La « pause » sur Ecophyto, un signal en trompe-l’œil

[Edito] Alors que la France et l’Europe multiplient les gages de « réarmement » de l’agriculture, dans des proportions que la profession n’imaginait peut-être pas, des voix s’élèvent contre le coup de grâce porté à la Planification écologique et au Pacte vert.

Après les quelques semaines de crise, pendant lesquelles s’est formalisée une forme de concorde nationale autour du piètre sort, humain, social et matériel, réservé à ceux qui nous nourrissent, la discorde n’a pas tardé à ressurgir sitôt les tracteurs rentrés au bercail. Ce n’est pas tant les soutiens directs et indirects aux revenus agricoles qui ont déclenché les hostilités que le « réarmement » prôné par le gouvernement et interprété par certains comme un va-t’en guerre productiviste. En décrétant une « pause » sur Ecophyto, le Premier ministre savait qu’il détenait un trophée de nature à calmer la fronde agricole tout en s’attirant les foudres des défenseurs de l’environnement, au sein de la société civile mais aussi d’une partie du monde agricole.

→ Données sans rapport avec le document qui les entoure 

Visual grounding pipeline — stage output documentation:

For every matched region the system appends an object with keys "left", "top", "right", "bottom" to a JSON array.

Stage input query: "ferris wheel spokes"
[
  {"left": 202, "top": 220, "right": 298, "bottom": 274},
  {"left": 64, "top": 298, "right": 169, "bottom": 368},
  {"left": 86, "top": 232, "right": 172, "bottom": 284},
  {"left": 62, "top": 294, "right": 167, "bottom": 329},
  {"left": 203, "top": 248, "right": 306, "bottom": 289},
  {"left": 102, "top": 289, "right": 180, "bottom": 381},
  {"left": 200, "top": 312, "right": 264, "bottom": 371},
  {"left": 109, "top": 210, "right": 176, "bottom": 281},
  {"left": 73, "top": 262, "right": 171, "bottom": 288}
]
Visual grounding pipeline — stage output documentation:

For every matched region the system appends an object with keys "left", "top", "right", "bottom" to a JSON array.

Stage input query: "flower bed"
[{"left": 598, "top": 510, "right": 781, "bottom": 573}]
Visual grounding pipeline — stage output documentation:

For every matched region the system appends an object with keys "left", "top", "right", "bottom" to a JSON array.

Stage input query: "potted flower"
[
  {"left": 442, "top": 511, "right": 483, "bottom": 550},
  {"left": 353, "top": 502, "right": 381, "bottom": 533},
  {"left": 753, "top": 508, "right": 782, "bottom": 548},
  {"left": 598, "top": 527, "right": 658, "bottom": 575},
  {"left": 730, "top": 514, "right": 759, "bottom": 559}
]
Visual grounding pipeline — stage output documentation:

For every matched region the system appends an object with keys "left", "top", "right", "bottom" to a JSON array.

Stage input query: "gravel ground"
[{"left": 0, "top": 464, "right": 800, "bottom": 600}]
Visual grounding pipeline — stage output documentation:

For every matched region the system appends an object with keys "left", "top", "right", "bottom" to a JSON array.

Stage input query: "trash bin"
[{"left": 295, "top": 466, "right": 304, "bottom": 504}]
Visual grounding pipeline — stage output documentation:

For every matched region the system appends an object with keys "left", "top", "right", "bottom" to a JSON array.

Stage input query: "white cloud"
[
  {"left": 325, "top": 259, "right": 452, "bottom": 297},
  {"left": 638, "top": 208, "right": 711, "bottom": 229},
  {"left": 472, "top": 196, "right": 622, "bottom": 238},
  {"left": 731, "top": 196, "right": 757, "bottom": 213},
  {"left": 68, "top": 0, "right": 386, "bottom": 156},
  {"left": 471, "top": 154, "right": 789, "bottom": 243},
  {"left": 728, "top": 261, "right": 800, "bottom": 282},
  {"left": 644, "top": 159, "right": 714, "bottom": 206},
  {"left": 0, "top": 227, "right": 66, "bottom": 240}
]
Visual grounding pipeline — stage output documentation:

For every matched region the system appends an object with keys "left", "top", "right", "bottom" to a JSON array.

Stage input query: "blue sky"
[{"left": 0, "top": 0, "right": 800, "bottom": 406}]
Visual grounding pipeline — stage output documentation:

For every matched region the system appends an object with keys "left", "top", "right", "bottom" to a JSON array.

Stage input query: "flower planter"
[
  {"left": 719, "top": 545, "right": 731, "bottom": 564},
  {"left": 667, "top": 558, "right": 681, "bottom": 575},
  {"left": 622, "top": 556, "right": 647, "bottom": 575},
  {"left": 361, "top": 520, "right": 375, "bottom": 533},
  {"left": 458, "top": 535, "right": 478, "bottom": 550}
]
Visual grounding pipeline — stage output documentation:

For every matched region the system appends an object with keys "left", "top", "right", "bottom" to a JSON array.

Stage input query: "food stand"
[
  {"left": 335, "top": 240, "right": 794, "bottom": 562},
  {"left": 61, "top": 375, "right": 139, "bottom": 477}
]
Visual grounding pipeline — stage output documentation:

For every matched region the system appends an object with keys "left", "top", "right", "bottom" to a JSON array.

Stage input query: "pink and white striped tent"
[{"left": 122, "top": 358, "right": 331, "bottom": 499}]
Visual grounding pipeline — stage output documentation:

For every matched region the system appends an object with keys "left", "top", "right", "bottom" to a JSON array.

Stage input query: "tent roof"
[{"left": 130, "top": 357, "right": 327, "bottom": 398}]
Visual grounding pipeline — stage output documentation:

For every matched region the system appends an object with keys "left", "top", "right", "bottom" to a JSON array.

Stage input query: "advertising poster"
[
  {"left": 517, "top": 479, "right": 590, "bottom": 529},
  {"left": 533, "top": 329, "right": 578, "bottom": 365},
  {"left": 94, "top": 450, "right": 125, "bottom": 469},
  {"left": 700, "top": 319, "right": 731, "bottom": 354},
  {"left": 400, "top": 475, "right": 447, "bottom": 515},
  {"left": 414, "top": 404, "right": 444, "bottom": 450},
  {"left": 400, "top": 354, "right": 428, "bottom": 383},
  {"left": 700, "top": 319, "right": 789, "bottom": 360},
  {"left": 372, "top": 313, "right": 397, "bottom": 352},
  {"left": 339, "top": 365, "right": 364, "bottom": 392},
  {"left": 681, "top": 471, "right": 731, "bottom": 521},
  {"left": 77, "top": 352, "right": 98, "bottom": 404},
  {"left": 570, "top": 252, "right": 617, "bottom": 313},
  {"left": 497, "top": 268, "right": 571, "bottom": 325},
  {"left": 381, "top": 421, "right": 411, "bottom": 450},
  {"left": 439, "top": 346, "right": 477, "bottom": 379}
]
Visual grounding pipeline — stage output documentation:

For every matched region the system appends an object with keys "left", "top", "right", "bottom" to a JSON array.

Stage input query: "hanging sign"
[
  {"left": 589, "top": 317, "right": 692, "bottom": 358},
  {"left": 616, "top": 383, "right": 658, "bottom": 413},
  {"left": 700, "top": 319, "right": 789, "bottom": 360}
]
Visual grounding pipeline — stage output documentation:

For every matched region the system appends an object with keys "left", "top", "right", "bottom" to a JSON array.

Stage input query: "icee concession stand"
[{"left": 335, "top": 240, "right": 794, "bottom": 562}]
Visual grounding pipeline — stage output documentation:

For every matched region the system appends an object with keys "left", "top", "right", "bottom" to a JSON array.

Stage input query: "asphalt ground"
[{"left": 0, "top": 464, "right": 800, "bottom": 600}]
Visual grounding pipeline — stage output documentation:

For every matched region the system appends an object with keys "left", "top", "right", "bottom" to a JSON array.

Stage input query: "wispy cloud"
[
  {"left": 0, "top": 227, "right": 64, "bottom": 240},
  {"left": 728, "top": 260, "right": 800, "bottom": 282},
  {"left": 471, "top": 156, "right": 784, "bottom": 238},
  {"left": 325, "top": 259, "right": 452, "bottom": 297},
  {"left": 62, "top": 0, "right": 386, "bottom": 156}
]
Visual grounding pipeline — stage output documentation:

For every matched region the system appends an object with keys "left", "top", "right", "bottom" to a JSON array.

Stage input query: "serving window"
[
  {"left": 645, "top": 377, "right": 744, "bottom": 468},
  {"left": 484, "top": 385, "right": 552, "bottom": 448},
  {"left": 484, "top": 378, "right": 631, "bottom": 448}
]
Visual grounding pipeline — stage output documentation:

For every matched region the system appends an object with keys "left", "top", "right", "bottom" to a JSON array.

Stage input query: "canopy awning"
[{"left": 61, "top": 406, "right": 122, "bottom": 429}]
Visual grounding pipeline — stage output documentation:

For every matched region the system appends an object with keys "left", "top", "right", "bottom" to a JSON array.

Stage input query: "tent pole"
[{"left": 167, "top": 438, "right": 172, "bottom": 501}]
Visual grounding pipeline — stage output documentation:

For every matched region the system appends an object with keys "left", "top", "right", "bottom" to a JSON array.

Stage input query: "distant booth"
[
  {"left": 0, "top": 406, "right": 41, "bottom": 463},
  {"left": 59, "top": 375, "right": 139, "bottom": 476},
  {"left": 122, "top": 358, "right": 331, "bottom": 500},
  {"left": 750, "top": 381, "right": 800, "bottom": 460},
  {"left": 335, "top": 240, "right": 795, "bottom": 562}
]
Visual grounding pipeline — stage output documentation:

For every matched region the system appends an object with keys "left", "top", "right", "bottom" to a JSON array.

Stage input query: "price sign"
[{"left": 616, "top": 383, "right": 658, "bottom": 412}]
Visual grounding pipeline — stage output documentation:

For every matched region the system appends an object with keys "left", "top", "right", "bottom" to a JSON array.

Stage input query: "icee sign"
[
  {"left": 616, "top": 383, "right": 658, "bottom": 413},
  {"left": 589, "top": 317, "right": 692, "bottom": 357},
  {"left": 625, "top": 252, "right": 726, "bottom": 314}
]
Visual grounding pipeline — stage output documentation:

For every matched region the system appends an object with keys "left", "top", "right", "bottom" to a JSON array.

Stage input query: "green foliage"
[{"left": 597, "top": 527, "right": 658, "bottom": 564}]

Deux ministres de l’Agriculture

Le chef du gouvernement ne s’y est pas trompé, même si une bonne dose de mauvaise foi, à la toxicité relative, a accompagné la (sur)exploitation de l’annonce. Il ne s’agissait pas en effet de remettre le couvert sur des molécules interdites, comme on a pu l’entendre, mais de questionner le Nodu, l’indicateur de suivi de la pression phytosanitaire, comme du reste le recommandait un récent rapport parlementaire sur le fiasco des plans Ecophyto, dont le rapporteur Dominique Potier, député et agriculteur bio de son état, n’a rien d’un lobbyiste de « l’agrobusiness ». En décrétant des moratoires sur les prairies et les zones humides, en instaurant la présomption d’urgence face aux contentieux, en réduisant les délais de droits de recours, en mettant sous tutelle les agents de l’OFB etc., le gouvernement a donné des gages aux agriculteurs, au-delà peut-être de ce qu’ils escomptaient. Sans compter qu'avec Attal 2, la profession a droit à deux ministres. Dans le même temps, Bruxelles enterrait le volet pesticide du Pacte vert, après avoir ré-autorisé le glyphosate pour 10 ans, tout en ouvrant la voie aux Nouvelles technologies génomiques (NGT), au nom des transitions écologique et climatique. Autant dire que la pilule est très très amère pour les défenseurs de l’agriculture biologique, convaincus d’incarner la résilience à toute(s) épreuve(s), y compris en matière de renouvellement des générations.

Hiérarchiser les menaces pour prioriser les ripostes ?

A l’heure où, pour la première fois de l'histoire, la planète a connu un réchauffement de plus de 1,5°C en moyenne pendant 12 mois, soit l’objectif de l’Accord de Paris à horizon 2050, la « pause » Ecophyto réactive les clivages entre les impératifs de souveraineté alimentaire et les impératifs de transition, entre l’écologie dite « punitive » et les punitions infligées par le climat, telles que sécheresses, inondations, incendies, altération des puits de carbone etc. Question à 10 euros, l’équivalent de quelques décilitres de glyphosate, de quelques litres de gazole (routier ou pas), de quelques m3 d’eau, de quelques kilos de patates ou dizaines de kilos de blé : qu’est-ce qui, de l’effondrement de la biodiversité, du dérèglement climatique, des contaminations chimiques tous azimuts, de la dégradation des sols, de la surexploitation des ressources, de l’atteinte à la souveraineté alimentaire, de l’envolée démographique, du retour des famines ou encore de l’afflux de réfugiés climatiques constitue la menace la plus prégnante pour le devenir de l’Humanité ? Hiérarchiser les menaces pour prioriser les ripostes ? C’eût été le moyen de dépasser les clivages. Malheureusement, l’effet « cocktail » est plus certainement garanti, à l’image de ce fameux effet « cocktail » prêté aux pesticides. Après la concorde née des barrages routiers, on rêve de pareille concorde pour affronter tous les périls.